University of Southern California

Title: Expanders and Extractors from Parvaresh-Vardy Codes

Abstract:

Expanders and extractors are fundamental combinatorial objects with a wide variety of applications in theoretical computer science.

In this work we give the best-to-date explicit construction of highly unbalanced bipartite expander graphs with expansion arbitrarily close to the degree. Our expanders have a short and self-contained description and analysis, based on the ideas underlying the recent list-decodable error-correcting codes of Parvaresh and Vardy (FOCS `05).

Our expanders can be interpreted as near-optimal ``randomness condensers,'' that reduce the task of extracting randomness from sources of arbitrary min-entropy rate to extracting randomness from sources of min-entropy rate arbitrarily close to 1, which is a much easier task. Using this connection, we obtain a new construction of randomness extractors that is optimal up to constant factors, while being much simpler than the previous construction of Lu et al. (STOC `03) and improving upon it when the error parameter is small.
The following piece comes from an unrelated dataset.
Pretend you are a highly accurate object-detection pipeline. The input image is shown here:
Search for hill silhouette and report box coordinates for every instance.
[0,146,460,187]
Joint work with Venkat Guruswami and Salil Vadhan.

Biography:

Chris Umans received his Ph.D. in Computer Science from Berkeley in 2000. After spending two years as a postdoc in the Theory Group at Microsoft Research, he joined the Computer Science faculty at Caltech in 2002. His research interests are in theoretical computer science, especially complexity theory. He is the recipient of an NSF CAREER award, an Alfred P. Sloan Research Fellowship, and two CCC Best Paper Awards.